Most people don’t even consider opening up their homes to desert tortoises, however they really do make fantastic and personable family pets. It’s very rewarding to hear stories from those who have adopted a captive tortoise and made them part of their families. Desert tortoises can offer many of the same life lessons to children and provide just as much companionship and personality as dogs, cats and birds.

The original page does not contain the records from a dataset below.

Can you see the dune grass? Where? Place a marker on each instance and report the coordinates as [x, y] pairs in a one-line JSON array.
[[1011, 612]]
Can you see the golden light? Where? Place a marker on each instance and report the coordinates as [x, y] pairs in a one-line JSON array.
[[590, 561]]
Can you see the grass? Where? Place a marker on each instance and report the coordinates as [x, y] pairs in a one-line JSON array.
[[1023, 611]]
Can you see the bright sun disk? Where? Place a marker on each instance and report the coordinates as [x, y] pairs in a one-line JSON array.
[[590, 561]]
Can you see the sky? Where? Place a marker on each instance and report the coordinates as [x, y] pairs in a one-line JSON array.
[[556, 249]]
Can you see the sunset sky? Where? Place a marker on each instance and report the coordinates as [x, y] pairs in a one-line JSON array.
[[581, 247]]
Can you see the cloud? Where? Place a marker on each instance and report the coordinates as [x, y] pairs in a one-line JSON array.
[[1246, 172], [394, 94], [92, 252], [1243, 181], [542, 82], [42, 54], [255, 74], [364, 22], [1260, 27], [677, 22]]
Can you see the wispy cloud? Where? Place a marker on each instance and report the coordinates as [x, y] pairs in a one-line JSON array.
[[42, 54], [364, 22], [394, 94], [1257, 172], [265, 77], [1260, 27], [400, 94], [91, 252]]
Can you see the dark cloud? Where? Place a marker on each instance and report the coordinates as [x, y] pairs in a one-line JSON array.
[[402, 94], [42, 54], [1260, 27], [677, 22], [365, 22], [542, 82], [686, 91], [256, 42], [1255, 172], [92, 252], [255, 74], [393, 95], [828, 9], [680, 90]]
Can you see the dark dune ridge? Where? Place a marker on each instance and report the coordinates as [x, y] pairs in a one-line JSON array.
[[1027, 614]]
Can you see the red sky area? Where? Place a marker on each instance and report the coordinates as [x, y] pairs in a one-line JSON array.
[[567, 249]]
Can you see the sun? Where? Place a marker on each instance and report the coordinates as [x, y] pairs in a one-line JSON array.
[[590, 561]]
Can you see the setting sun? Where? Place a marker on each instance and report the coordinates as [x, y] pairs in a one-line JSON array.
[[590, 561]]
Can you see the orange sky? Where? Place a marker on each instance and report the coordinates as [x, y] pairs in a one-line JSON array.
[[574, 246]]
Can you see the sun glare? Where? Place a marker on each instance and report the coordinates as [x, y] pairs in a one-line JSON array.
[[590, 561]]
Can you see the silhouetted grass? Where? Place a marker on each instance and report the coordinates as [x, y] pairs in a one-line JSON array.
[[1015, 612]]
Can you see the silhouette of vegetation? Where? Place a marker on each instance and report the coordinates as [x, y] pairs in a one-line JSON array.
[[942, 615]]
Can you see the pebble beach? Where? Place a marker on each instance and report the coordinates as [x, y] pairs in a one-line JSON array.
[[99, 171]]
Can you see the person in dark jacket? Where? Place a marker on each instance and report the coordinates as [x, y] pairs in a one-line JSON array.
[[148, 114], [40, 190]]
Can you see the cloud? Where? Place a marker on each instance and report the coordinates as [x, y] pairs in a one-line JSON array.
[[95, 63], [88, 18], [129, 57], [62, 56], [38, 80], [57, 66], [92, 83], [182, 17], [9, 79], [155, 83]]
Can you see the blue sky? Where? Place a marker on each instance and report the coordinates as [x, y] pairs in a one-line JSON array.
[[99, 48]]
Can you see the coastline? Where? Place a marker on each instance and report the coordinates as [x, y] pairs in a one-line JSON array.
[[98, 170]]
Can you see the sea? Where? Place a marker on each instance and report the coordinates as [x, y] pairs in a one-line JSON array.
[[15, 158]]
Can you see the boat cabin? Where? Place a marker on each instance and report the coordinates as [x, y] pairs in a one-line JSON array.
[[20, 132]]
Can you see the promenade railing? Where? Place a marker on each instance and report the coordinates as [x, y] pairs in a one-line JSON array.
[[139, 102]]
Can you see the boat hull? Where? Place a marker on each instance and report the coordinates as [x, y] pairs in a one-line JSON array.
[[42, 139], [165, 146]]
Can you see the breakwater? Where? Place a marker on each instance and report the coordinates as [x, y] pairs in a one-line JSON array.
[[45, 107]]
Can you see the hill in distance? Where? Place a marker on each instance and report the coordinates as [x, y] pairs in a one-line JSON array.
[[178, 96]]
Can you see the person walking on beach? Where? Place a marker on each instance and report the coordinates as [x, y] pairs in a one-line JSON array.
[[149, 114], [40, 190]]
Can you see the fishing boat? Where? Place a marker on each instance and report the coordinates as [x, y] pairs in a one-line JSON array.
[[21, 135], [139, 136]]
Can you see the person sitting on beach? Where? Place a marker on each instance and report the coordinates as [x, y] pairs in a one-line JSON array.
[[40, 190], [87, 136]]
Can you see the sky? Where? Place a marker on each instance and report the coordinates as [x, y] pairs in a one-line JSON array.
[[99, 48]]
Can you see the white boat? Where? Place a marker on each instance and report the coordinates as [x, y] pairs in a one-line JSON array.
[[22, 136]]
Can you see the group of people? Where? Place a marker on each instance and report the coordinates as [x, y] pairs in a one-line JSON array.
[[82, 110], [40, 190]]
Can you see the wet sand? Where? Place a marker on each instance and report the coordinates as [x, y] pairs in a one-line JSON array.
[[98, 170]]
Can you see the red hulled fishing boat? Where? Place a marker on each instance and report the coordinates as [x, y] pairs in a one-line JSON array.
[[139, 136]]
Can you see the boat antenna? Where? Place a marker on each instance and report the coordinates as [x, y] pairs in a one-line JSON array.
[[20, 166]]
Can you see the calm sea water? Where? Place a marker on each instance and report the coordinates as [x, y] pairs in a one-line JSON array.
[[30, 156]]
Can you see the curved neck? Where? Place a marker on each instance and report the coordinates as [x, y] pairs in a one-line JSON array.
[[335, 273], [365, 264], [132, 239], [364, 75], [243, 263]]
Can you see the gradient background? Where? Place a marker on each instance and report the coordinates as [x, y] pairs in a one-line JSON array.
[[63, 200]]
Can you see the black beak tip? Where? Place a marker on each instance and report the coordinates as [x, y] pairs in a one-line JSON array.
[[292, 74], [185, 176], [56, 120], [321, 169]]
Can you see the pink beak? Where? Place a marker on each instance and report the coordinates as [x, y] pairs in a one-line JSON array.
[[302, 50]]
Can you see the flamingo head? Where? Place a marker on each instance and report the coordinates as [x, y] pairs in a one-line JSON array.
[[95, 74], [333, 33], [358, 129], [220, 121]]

My desert tortoises are of various ages and sizes, but on average, a captive tortoise can live upwards of 100 years.

As a tortoise adopter, you’ll need a securely enclosed yard. You should construct a separate enclosure or burrow to protect the tortoise from potential hazards, such as a fire pit, an unfenced pool or dogs. The enclosed area must include an appropriate shelter for the tortoise to escape Arizona’s extreme summer heat and a place for brumation — a seasonal period of inactivity similar to hibernation — during winter months.

Keep in mind, federal law prohibits desert tortoises from being transported across state lines. Wild tortoises are federally protected under the Endangered Species Act, which means they’re protected from being removed from the wild, touched or harassed in any way. So, if you encounter one on a hike, camping trip or road trip, appreciate them from a distance.

Editor’s note: Andrew J. Kuzyk is a resident of Mesa. Kuzyk Turtle Rescue is not a registered nonprofit and Mr. Kuzyk doesn’t have a business license.